Get info from a page

J

James

Hi everyone,
The fragment below is from a table on a page I pull, (scrape), information
from. The fragment is one row of what is potentially several rows.

The items with id's I can get:
id="dgdBusSchedule__ctl1_lblDepartureDate" yields "06:11"
id="dgdBusSchedule__ctl1_lnkRouteNumber" yields "6"

The id's above change with each row - ... _ctl2_..., ... _ctl3_..., easy to
loop through.

The id's above is the major data items for my app. The last cell in the row
I cannot seem to get. It is the text which reads "University". It is the
destination of route 6. This item seems to have no discerning id, name or
tag, even the class is generic on this page.

What methods are used to iterate over a table and all of its rows/cells?

All opinions appreciated!



<td scope="row" class="gAltContentSection">
<span
id="dgdBusSchedule__ctl1_lblDepartureDate">06:11</span></td>
<td scope="row" class="gAltContentSection">
<a id="dgdBusSchedule__ctl1_lnkRouteNumber"
href="javascript:document.forms[&quot;frmBusStopScheduleResults&quot;][&quot;txtRouteId&quot;].value
=&quot;30&quot;;document.forms[&quot;frmBusStopScheduleResults&quot;][&quot;txtRouteDepartureTime&quot;].value
=&quot;371&quot;;gfnTransit_SwitchPostBackUrl(&quot;BusStopSchedule_Results.aspx|BusStopDetail.aspx&quot;,&quot;RouteSchedule_Results.aspx&quot;,&quot;frmBusStopScheduleResults&quot;,&quot;_blank&quot;,&quot;NOVIEWSTATE&quot;);RouteSchedulePostBack(&quot;&quot;,&quot;&quot;,&quot;frmBusStopScheduleResults&quot;,&quot;txtRouteNumber&quot;,&quot;6&quot;);">6</a></td>
<td scope="row" class="gAltContentSection">University</td>
 
G

Göran Andersson

James said:
What methods are used to iterate over a table and all of its rows/cells?

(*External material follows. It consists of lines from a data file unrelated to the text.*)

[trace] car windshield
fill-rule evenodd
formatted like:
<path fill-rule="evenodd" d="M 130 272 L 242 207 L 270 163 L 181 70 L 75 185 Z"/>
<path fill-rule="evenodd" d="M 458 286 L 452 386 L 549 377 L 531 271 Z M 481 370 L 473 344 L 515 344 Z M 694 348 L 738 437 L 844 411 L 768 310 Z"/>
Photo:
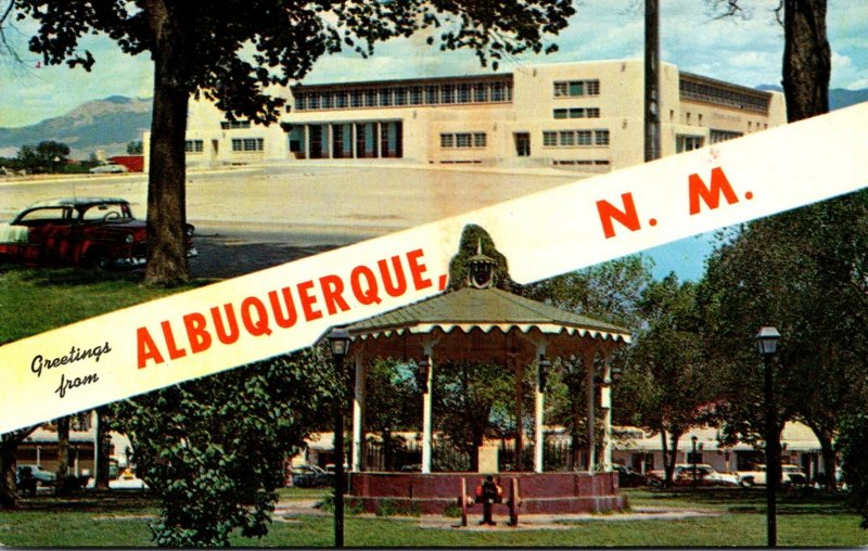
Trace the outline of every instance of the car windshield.
<path fill-rule="evenodd" d="M 126 203 L 95 203 L 79 207 L 78 219 L 82 221 L 129 220 L 132 213 Z"/>

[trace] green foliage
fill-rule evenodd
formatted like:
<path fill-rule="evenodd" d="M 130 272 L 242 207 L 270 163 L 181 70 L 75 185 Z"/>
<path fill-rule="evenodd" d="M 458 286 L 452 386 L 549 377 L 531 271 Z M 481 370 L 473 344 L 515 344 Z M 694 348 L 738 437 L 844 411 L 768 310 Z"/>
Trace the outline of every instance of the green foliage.
<path fill-rule="evenodd" d="M 22 145 L 18 150 L 18 166 L 33 174 L 63 171 L 69 158 L 69 146 L 55 141 L 39 142 L 38 145 Z"/>
<path fill-rule="evenodd" d="M 468 260 L 475 256 L 482 248 L 482 254 L 495 261 L 494 286 L 511 293 L 520 291 L 520 285 L 509 277 L 509 265 L 495 246 L 494 240 L 484 228 L 470 223 L 461 232 L 458 253 L 449 260 L 449 291 L 463 289 L 468 285 Z"/>
<path fill-rule="evenodd" d="M 525 296 L 634 331 L 642 323 L 639 302 L 651 283 L 653 260 L 633 255 L 528 285 Z"/>
<path fill-rule="evenodd" d="M 381 499 L 374 511 L 376 516 L 421 516 L 422 511 L 417 503 L 406 503 L 391 498 Z"/>
<path fill-rule="evenodd" d="M 693 283 L 679 283 L 671 273 L 648 284 L 639 311 L 644 329 L 629 353 L 618 403 L 629 405 L 635 424 L 668 438 L 664 464 L 671 483 L 678 439 L 709 421 L 702 408 L 716 396 L 716 380 L 702 349 Z M 633 401 L 624 399 L 625 392 Z"/>
<path fill-rule="evenodd" d="M 843 411 L 868 400 L 868 193 L 742 227 L 709 259 L 698 291 L 706 350 L 733 437 L 763 432 L 763 370 L 753 335 L 781 333 L 775 395 L 781 421 L 816 434 L 827 465 Z M 827 473 L 830 474 L 830 473 Z"/>
<path fill-rule="evenodd" d="M 143 478 L 159 499 L 158 546 L 227 546 L 268 531 L 283 461 L 334 387 L 319 349 L 118 402 Z"/>
<path fill-rule="evenodd" d="M 461 517 L 461 508 L 455 503 L 449 503 L 446 507 L 446 510 L 443 512 L 443 516 L 447 518 L 460 518 Z"/>
<path fill-rule="evenodd" d="M 841 421 L 835 447 L 841 453 L 850 502 L 861 515 L 861 527 L 868 530 L 868 411 L 852 413 Z"/>
<path fill-rule="evenodd" d="M 367 370 L 365 423 L 368 431 L 380 433 L 386 471 L 397 467 L 397 453 L 405 444 L 394 433 L 418 431 L 422 425 L 422 393 L 416 369 L 413 364 L 380 359 Z"/>
<path fill-rule="evenodd" d="M 334 512 L 334 496 L 327 496 L 315 507 L 324 513 Z M 360 499 L 353 499 L 344 496 L 344 514 L 357 515 L 362 513 L 365 513 L 365 504 Z"/>
<path fill-rule="evenodd" d="M 486 362 L 446 361 L 434 371 L 436 430 L 468 454 L 475 471 L 476 449 L 485 436 L 509 428 L 514 411 L 514 375 L 502 366 Z M 500 423 L 497 421 L 500 420 Z"/>

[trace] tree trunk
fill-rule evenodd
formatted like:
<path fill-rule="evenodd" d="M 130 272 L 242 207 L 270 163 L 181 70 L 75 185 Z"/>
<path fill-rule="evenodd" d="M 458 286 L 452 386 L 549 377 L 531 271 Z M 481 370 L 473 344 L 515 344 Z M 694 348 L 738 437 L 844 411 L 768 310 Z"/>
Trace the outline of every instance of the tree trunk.
<path fill-rule="evenodd" d="M 826 431 L 820 431 L 818 427 L 812 426 L 810 430 L 820 443 L 820 453 L 822 454 L 822 486 L 829 490 L 834 491 L 837 484 L 834 480 L 834 470 L 838 464 L 832 445 L 832 435 Z"/>
<path fill-rule="evenodd" d="M 524 406 L 522 397 L 522 381 L 524 380 L 524 366 L 519 362 L 515 366 L 515 460 L 513 461 L 513 471 L 524 471 L 524 463 L 522 462 L 522 451 L 524 451 L 524 428 L 522 419 L 524 419 Z"/>
<path fill-rule="evenodd" d="M 20 440 L 8 439 L 11 435 L 0 435 L 0 509 L 14 509 L 18 499 L 15 485 L 15 451 Z"/>
<path fill-rule="evenodd" d="M 69 417 L 58 420 L 58 479 L 54 487 L 55 494 L 68 494 L 69 483 Z"/>
<path fill-rule="evenodd" d="M 14 509 L 18 500 L 15 486 L 15 454 L 18 444 L 30 436 L 39 425 L 0 434 L 0 509 Z"/>
<path fill-rule="evenodd" d="M 829 112 L 832 55 L 826 4 L 827 0 L 784 0 L 783 94 L 790 123 Z"/>
<path fill-rule="evenodd" d="M 663 440 L 663 469 L 666 473 L 666 479 L 663 485 L 667 488 L 673 486 L 673 475 L 675 474 L 675 463 L 678 460 L 678 440 L 681 438 L 681 433 L 669 433 L 669 446 L 666 446 L 666 431 L 660 432 L 660 437 Z"/>
<path fill-rule="evenodd" d="M 97 408 L 94 445 L 100 447 L 94 465 L 93 482 L 97 489 L 108 489 L 108 431 L 106 431 L 106 408 Z"/>
<path fill-rule="evenodd" d="M 151 285 L 177 285 L 190 279 L 184 245 L 184 140 L 190 95 L 184 71 L 184 31 L 181 8 L 170 0 L 152 0 L 145 9 L 154 37 L 154 112 L 144 279 Z"/>

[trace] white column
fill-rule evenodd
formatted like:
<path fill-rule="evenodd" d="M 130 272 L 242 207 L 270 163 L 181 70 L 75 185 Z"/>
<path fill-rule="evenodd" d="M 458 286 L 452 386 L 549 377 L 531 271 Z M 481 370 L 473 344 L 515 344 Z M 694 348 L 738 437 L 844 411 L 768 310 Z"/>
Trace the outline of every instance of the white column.
<path fill-rule="evenodd" d="M 603 368 L 603 387 L 600 389 L 600 406 L 605 411 L 603 418 L 603 471 L 612 471 L 612 355 L 607 354 Z"/>
<path fill-rule="evenodd" d="M 592 473 L 597 466 L 597 458 L 595 457 L 595 431 L 593 425 L 596 420 L 593 418 L 595 398 L 597 390 L 593 384 L 593 350 L 585 353 L 585 369 L 587 370 L 587 387 L 588 387 L 588 472 Z"/>
<path fill-rule="evenodd" d="M 356 354 L 356 392 L 353 396 L 353 465 L 352 473 L 360 473 L 365 464 L 365 362 L 361 354 Z"/>
<path fill-rule="evenodd" d="M 542 472 L 542 447 L 546 443 L 546 435 L 542 428 L 542 411 L 546 407 L 546 395 L 536 389 L 536 441 L 534 443 L 534 472 Z"/>
<path fill-rule="evenodd" d="M 432 432 L 434 430 L 432 423 L 433 401 L 431 399 L 431 392 L 434 382 L 434 344 L 424 344 L 424 354 L 427 356 L 427 381 L 425 382 L 426 392 L 422 395 L 422 473 L 431 473 L 431 452 L 432 452 Z"/>
<path fill-rule="evenodd" d="M 544 417 L 546 411 L 546 395 L 544 389 L 539 386 L 539 361 L 546 355 L 546 343 L 538 342 L 536 345 L 536 359 L 537 359 L 537 377 L 536 377 L 536 406 L 534 410 L 535 417 L 535 434 L 534 438 L 534 472 L 542 472 L 542 450 L 546 446 L 546 434 L 544 425 Z"/>

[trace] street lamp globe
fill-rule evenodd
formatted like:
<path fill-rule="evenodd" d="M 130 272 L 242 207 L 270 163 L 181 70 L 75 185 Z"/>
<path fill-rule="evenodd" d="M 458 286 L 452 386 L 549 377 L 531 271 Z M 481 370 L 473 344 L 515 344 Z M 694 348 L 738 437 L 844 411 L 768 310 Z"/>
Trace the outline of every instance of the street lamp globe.
<path fill-rule="evenodd" d="M 334 328 L 329 333 L 329 345 L 335 358 L 343 358 L 349 351 L 349 333 L 343 328 Z"/>
<path fill-rule="evenodd" d="M 754 338 L 756 339 L 756 349 L 762 356 L 774 356 L 778 351 L 780 333 L 776 328 L 762 328 Z"/>

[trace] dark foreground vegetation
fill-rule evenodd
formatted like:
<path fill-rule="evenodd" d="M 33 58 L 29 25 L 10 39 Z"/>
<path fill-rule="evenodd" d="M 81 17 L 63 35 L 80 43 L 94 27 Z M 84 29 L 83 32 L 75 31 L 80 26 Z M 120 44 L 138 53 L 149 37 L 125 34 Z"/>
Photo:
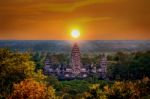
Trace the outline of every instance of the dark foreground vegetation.
<path fill-rule="evenodd" d="M 67 56 L 56 56 L 67 63 Z M 41 53 L 0 49 L 0 99 L 150 99 L 150 51 L 108 55 L 109 80 L 91 75 L 58 81 L 43 75 L 44 58 Z M 98 57 L 84 55 L 82 61 L 97 66 Z"/>

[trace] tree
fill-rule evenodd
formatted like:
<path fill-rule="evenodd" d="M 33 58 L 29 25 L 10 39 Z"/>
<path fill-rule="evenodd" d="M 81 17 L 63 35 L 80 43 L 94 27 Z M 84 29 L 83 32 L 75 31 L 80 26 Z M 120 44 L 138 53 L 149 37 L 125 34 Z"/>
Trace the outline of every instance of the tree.
<path fill-rule="evenodd" d="M 31 77 L 34 74 L 34 63 L 27 53 L 12 52 L 0 49 L 0 96 L 7 97 L 13 83 Z"/>
<path fill-rule="evenodd" d="M 9 99 L 55 99 L 55 90 L 51 86 L 35 81 L 32 78 L 25 79 L 19 84 L 14 84 L 14 91 Z"/>

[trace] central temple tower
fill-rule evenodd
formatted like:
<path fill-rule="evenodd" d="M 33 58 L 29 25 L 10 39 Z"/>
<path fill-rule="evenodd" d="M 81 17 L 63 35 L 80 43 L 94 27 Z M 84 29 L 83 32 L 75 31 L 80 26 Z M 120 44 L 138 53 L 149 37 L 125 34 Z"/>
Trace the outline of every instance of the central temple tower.
<path fill-rule="evenodd" d="M 81 66 L 81 53 L 77 42 L 75 42 L 71 52 L 71 68 L 75 76 L 81 73 Z"/>

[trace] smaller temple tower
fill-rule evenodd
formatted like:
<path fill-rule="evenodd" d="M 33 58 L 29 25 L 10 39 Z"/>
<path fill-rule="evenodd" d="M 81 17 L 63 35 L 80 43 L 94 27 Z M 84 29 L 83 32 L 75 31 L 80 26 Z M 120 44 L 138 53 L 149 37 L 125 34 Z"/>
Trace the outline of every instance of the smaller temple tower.
<path fill-rule="evenodd" d="M 102 55 L 100 59 L 100 67 L 101 67 L 101 77 L 103 79 L 106 79 L 106 73 L 107 73 L 107 57 L 106 55 Z"/>
<path fill-rule="evenodd" d="M 71 68 L 73 75 L 77 76 L 81 73 L 81 54 L 77 43 L 73 45 L 71 52 Z"/>

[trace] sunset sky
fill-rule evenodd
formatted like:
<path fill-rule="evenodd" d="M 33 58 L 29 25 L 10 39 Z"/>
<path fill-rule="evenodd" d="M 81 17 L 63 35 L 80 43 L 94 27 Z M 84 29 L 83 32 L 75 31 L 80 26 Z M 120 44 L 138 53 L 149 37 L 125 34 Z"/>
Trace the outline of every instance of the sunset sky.
<path fill-rule="evenodd" d="M 150 0 L 0 0 L 0 40 L 150 40 Z"/>

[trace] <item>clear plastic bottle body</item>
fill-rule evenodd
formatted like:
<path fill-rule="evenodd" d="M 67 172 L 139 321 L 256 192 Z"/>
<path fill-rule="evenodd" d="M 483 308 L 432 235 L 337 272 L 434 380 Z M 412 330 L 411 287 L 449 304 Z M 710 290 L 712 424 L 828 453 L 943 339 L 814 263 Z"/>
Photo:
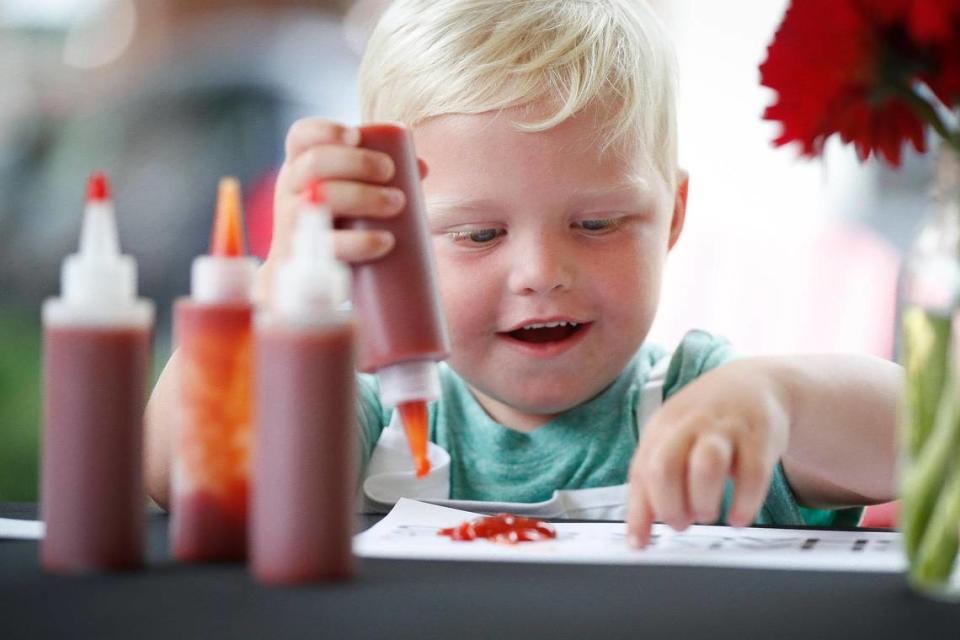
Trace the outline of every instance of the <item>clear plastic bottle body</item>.
<path fill-rule="evenodd" d="M 78 251 L 43 305 L 41 516 L 47 571 L 143 565 L 143 412 L 154 307 L 120 252 L 109 183 L 90 177 Z"/>
<path fill-rule="evenodd" d="M 47 571 L 143 566 L 150 345 L 149 326 L 44 329 L 40 556 Z"/>
<path fill-rule="evenodd" d="M 179 361 L 170 543 L 187 562 L 242 560 L 250 497 L 253 306 L 174 305 Z"/>
<path fill-rule="evenodd" d="M 393 158 L 396 173 L 389 186 L 401 189 L 407 204 L 392 218 L 346 223 L 353 229 L 390 231 L 396 239 L 382 259 L 353 267 L 353 308 L 361 320 L 359 368 L 373 373 L 401 362 L 443 360 L 449 344 L 413 138 L 394 124 L 367 125 L 360 132 L 360 146 Z"/>
<path fill-rule="evenodd" d="M 250 563 L 269 584 L 345 580 L 357 483 L 354 326 L 258 315 Z"/>

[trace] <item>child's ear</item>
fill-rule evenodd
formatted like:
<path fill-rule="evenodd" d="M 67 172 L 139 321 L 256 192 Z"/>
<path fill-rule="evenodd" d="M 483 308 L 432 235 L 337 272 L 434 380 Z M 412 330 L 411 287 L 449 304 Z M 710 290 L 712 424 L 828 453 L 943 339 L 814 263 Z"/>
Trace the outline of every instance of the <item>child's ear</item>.
<path fill-rule="evenodd" d="M 685 169 L 677 169 L 677 193 L 673 199 L 673 219 L 670 221 L 670 242 L 667 249 L 673 249 L 683 231 L 683 221 L 687 217 L 687 190 L 690 187 L 690 174 Z"/>

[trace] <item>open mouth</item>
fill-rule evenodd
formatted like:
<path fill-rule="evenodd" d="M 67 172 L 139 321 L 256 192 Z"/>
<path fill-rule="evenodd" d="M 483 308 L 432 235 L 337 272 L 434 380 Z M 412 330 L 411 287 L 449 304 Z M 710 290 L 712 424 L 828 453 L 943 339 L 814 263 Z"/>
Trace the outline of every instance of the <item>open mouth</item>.
<path fill-rule="evenodd" d="M 527 325 L 514 331 L 508 331 L 504 335 L 520 342 L 546 344 L 569 340 L 583 331 L 586 326 L 586 324 L 579 322 L 546 322 Z"/>

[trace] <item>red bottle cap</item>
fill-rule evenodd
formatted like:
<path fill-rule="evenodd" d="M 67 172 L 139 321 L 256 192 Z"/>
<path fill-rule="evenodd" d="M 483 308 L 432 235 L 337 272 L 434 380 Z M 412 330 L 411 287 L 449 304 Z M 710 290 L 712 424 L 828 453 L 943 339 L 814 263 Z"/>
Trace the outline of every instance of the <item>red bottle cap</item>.
<path fill-rule="evenodd" d="M 87 180 L 87 202 L 103 202 L 110 199 L 110 182 L 107 174 L 97 171 Z"/>
<path fill-rule="evenodd" d="M 327 187 L 323 180 L 314 178 L 310 181 L 310 184 L 307 185 L 306 200 L 307 203 L 315 206 L 322 206 L 327 203 Z"/>

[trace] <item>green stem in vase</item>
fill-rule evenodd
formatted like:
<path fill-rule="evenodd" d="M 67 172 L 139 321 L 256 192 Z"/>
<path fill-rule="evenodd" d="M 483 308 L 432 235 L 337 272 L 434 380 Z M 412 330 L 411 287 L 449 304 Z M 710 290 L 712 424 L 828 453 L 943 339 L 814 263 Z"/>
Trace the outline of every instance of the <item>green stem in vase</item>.
<path fill-rule="evenodd" d="M 919 307 L 903 313 L 907 397 L 901 438 L 911 459 L 933 428 L 947 371 L 950 318 L 931 315 Z"/>
<path fill-rule="evenodd" d="M 960 397 L 954 391 L 957 382 L 955 367 L 950 367 L 946 384 L 938 387 L 941 393 L 933 429 L 903 473 L 900 526 L 911 563 L 917 557 L 951 463 L 960 455 Z M 917 425 L 906 426 L 910 430 Z"/>
<path fill-rule="evenodd" d="M 940 493 L 930 521 L 910 565 L 910 579 L 918 586 L 943 584 L 953 571 L 960 536 L 960 465 L 953 464 L 950 479 Z"/>

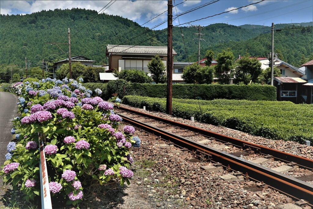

If you would want to loop over the table, you would have to parse the
html code into some kind of object tree. I would suggest that you just
use a regular expression to get the data from the code.

Something like:

Matches m = Regex.Matches(page,
"<span[^>]+?id=""[^""]+?lblDepartureDate""[^>]*?>([^<]+?)</span>.*?<a[^>]+?id=""[^""]+?lnkRouteNumber""[^>]*?>(\d+)</a>")
 
J

James

Thanks Göran,

Regex seems quite powerful. Looking on msdn I have found info on the methods
for regex, but lack the knowledge how to code one. Where is a page to teach
me how to make regex? Once I learn the syntax, agree, get the info I need is
possible.

Thanks Göran!





Göran Andersson said:
James said:
What methods are used to iterate over a table and all of its rows/cells?

If you would want to loop over the table, you would have to parse the html
code into some kind of object tree. I would suggest that you just use a
regular expression to get the data from the code.

Something like:

Matches m = Regex.Matches(page,
"<span[^>]+?id=""[^""]+?lblDepartureDate""[^>]*?>([^<]+?)</span>.*?<a[^>]+?id=""[^""]+?lnkRouteNumber""[^>]*?>(\d+)</a>")
 
J

James

Found a page! http://www.regular-expressions.info/reference.html

Göran Andersson said:
James said:
What methods are used to iterate over a table and all of its rows/cells?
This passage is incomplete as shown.